IBM/Lotus is taking a page out of rival Microsoft's playbook by focusing much of its conference on developers in the hope that the legions of Notes developers can help smooth the integration between the traditional Notes/ Domino platform and the next-generation Java-based Workplace environment.

That transition has been anything but smooth thus far. For the past few years, the Lotus faithful have felt that IBM was pushing Workplace and WebSphere and ignoring Notes/Domino even though the company said that was not the case.

"Last year, I walked away from the general session and I was like 'yeah . . . so?'" says Bruce Elgort, manager of information services for Sharp Microelectronics of the Americas. "I just think this is the year we all walk away and we totally understand where they are going and how we [the users] can go there." He says it is clear to him from information leading up to Lotusphere that Notes is not dead; "It is alive and well."

Sales job ahead

That attitude is what IBM/Lotus needs to foster.

"Right now the battle for Lotus is to hold onto its installed base and get them excited about the Workplace generation," says Matt Cain, an analyst with Meta Group. "One of the Holy Grails of the whole transition is for IBM to deploy a development tool that has the ease of use and rapid application development of Domino Designer but on the Java platform."

The goal is part of a larger strategy to launch a strike against Microsoft, pitting IBM's Java-based development tools and WebSphere against Microsoft's Visual Studio and .Net Framework. The battle is for the hearts of developers building applications for full-feature clients such as IBM's Workplace Client Technology and Microsoft's Office.

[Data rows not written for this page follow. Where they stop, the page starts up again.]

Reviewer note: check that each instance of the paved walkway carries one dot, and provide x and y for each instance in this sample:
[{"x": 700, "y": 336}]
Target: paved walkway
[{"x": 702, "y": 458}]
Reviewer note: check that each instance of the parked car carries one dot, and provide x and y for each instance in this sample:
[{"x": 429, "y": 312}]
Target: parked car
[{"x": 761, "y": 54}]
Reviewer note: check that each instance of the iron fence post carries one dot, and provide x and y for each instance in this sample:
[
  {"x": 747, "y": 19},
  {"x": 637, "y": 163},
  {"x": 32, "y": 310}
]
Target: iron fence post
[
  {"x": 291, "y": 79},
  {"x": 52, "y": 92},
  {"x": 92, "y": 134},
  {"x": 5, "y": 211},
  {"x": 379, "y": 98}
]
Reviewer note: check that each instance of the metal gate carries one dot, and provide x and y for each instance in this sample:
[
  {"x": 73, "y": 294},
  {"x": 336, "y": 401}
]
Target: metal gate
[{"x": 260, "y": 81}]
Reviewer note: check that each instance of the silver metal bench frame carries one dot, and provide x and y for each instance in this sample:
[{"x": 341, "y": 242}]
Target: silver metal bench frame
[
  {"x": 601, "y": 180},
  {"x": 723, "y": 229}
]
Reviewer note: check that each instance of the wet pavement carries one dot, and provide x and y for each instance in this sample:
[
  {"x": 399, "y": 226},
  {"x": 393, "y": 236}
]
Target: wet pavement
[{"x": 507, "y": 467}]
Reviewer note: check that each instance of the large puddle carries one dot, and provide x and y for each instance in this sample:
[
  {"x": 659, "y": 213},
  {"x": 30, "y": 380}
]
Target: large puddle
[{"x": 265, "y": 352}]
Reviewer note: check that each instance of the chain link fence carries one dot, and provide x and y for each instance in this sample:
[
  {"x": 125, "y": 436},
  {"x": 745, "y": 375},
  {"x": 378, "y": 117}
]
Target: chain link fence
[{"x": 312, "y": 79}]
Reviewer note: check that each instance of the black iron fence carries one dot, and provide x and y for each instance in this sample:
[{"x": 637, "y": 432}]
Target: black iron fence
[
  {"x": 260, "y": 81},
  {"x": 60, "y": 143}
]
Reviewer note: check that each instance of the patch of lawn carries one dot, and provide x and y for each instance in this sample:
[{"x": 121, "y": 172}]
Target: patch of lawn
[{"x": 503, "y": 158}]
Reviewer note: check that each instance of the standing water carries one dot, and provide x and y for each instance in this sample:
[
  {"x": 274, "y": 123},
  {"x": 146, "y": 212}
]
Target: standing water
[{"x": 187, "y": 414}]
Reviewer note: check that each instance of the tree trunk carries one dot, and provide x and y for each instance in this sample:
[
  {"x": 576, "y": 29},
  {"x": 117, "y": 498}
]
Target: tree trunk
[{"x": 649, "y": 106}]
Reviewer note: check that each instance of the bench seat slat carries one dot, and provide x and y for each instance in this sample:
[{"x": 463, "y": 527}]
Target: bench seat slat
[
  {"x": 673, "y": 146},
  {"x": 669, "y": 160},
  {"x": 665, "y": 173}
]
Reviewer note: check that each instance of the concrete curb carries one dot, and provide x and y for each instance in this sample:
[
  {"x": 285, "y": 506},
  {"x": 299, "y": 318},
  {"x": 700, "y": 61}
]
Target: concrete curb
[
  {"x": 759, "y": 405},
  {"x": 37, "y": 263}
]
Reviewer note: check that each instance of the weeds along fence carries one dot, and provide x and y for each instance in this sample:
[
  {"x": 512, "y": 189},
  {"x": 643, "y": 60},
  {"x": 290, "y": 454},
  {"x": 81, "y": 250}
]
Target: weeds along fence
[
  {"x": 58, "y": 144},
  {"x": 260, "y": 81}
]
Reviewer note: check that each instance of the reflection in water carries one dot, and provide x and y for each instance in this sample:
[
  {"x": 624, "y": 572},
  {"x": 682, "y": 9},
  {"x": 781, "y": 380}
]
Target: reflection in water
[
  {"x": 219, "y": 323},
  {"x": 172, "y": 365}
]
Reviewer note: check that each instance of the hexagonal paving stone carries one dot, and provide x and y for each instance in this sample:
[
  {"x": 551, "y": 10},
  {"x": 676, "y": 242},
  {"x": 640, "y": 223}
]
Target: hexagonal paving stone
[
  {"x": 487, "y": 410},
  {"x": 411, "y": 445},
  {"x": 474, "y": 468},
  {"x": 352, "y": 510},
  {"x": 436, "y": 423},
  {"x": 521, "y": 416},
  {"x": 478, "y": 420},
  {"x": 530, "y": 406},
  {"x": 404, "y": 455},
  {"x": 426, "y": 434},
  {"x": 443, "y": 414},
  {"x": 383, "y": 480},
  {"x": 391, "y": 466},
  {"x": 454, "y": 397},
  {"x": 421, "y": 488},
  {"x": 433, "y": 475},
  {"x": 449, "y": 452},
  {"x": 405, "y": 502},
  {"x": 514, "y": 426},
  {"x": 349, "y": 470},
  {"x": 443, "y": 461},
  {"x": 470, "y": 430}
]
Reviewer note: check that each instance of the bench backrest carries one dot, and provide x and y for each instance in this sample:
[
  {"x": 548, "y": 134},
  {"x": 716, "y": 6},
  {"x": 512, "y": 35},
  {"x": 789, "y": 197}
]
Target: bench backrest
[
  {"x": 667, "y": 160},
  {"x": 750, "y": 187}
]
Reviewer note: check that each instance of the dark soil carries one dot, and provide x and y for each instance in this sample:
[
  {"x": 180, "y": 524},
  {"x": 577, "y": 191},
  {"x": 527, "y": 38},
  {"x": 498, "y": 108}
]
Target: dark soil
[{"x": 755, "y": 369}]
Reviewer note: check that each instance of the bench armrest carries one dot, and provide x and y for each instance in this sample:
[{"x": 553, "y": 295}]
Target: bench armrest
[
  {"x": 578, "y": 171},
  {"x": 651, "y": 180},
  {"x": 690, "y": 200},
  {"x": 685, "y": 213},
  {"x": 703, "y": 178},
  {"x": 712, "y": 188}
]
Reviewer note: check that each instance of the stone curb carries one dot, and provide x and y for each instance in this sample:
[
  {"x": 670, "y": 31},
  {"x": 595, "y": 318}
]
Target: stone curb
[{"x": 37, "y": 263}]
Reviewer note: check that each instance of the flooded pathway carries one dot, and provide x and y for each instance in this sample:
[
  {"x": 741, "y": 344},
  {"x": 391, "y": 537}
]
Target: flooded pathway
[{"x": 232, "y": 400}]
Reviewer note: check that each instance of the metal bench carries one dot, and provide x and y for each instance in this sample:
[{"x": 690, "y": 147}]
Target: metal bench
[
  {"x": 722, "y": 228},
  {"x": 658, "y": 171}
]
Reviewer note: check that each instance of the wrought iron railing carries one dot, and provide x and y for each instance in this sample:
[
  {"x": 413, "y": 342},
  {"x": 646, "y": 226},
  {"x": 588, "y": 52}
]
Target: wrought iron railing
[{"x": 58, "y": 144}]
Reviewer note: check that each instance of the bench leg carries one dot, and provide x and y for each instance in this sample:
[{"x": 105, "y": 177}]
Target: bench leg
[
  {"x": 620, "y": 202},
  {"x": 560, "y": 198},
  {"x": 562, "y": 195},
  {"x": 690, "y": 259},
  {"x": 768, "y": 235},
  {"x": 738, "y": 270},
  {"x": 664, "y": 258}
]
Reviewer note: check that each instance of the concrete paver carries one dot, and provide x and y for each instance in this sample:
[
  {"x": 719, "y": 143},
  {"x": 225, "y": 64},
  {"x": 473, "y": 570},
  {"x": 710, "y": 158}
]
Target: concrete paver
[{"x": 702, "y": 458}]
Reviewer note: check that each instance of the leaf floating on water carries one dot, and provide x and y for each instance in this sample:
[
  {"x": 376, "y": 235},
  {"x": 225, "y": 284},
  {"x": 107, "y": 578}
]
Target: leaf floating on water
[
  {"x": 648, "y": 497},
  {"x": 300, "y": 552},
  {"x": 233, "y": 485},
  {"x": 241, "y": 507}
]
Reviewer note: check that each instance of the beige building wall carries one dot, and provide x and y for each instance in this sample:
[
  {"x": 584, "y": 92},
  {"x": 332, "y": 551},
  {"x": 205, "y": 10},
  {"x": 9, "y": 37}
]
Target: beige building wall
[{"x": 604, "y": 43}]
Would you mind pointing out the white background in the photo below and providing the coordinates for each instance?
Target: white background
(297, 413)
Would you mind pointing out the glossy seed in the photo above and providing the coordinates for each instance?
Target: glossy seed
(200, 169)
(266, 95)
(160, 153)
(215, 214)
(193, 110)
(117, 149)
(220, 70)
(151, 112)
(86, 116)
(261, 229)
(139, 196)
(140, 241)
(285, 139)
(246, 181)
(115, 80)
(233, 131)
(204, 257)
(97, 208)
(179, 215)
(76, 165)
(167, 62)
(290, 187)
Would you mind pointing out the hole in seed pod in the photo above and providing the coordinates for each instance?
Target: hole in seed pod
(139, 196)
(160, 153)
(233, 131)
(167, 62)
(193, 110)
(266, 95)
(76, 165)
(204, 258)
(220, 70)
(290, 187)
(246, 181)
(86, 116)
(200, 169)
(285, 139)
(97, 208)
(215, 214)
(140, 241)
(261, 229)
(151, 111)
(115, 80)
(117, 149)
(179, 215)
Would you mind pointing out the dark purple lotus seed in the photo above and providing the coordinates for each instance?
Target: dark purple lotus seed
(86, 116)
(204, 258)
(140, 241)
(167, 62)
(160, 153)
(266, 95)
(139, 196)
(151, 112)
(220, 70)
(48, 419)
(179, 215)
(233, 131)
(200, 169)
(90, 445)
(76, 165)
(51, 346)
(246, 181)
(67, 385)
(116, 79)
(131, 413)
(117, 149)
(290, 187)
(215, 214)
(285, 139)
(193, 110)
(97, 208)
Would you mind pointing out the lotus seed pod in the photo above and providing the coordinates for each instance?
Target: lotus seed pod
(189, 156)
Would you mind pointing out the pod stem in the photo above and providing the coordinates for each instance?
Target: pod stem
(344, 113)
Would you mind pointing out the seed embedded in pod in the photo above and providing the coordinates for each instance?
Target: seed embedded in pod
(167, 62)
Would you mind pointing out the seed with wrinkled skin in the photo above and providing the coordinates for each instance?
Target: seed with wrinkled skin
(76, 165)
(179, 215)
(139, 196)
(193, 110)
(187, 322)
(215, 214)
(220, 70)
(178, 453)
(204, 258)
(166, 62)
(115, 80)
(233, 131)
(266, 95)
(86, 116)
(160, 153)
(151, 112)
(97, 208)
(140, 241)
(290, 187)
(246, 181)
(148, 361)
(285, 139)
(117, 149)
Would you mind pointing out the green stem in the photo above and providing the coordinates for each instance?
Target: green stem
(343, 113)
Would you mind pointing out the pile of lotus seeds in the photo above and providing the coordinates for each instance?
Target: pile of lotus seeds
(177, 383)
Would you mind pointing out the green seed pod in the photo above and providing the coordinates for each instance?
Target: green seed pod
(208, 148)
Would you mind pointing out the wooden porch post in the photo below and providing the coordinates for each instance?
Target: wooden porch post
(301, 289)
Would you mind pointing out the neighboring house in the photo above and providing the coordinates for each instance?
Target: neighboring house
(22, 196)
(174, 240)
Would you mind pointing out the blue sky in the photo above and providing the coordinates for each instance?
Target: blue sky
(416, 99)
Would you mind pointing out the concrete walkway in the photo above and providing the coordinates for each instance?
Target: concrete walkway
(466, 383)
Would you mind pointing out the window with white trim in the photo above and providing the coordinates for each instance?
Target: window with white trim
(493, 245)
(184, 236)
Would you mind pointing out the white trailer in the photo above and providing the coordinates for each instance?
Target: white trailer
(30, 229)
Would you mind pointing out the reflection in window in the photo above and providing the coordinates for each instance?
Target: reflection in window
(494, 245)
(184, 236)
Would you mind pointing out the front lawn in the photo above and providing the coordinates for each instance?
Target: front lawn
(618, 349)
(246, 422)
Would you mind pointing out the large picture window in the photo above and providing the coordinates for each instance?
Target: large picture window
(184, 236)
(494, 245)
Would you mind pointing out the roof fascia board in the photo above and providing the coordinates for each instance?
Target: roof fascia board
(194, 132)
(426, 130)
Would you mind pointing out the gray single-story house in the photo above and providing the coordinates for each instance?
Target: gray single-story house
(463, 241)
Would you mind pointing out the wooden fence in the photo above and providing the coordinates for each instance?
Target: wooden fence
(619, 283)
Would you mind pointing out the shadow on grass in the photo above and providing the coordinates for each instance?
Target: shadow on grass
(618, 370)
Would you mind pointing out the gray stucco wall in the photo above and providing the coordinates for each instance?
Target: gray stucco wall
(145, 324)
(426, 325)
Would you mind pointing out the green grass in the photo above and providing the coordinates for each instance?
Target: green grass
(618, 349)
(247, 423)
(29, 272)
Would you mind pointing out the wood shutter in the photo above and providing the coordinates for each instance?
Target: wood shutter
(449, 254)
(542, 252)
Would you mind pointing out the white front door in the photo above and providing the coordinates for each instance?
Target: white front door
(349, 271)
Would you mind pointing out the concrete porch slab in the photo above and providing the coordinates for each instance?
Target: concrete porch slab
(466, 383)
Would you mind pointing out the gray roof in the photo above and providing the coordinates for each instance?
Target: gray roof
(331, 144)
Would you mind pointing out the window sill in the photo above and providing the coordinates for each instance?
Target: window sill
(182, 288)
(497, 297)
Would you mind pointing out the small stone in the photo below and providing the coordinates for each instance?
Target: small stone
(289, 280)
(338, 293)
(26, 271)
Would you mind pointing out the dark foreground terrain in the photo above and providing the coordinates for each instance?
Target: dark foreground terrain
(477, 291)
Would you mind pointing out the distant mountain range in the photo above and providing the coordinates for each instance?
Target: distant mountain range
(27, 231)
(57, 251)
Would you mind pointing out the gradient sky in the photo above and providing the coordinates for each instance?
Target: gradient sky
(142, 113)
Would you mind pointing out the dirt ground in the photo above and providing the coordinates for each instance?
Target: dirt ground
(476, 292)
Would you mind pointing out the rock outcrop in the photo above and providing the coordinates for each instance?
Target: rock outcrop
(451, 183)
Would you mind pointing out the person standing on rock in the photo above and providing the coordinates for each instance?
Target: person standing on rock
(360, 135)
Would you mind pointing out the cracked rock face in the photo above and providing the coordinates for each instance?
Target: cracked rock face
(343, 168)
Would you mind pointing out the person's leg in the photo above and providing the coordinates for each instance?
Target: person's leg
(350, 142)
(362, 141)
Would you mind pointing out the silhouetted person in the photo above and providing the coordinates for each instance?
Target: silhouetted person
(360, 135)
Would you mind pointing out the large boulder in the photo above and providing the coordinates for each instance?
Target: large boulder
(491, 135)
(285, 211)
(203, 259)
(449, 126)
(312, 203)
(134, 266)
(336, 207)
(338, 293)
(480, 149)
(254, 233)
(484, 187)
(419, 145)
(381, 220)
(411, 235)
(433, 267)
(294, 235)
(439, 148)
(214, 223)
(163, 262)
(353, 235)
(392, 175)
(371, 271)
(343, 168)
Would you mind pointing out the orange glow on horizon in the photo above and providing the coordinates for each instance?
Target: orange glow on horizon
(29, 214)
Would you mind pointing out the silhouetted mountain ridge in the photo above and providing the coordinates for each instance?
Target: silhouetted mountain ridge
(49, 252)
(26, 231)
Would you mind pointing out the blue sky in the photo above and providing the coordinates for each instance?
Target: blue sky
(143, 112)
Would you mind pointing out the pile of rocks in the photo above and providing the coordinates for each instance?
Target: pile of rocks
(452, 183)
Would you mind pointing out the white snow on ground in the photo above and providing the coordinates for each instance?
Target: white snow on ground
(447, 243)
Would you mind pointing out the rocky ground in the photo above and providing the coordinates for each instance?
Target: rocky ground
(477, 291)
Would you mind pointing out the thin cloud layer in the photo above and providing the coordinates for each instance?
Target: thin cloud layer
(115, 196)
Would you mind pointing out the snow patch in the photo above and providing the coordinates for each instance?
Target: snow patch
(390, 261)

IBM's newest weapon, the Workplace Designer, will be unveiled at Lotusphere. Workplace Designer is a tool aimed at those familiar with Domino Designer's rapid application development environment. Workplace Designer will incorporate many of the same form and scripting features of the Domino Designer. This will let users build applications based on Java 2 Platform Enterprise Edition (J2EE) that run on Lotus Workplace on the WebSphere platform.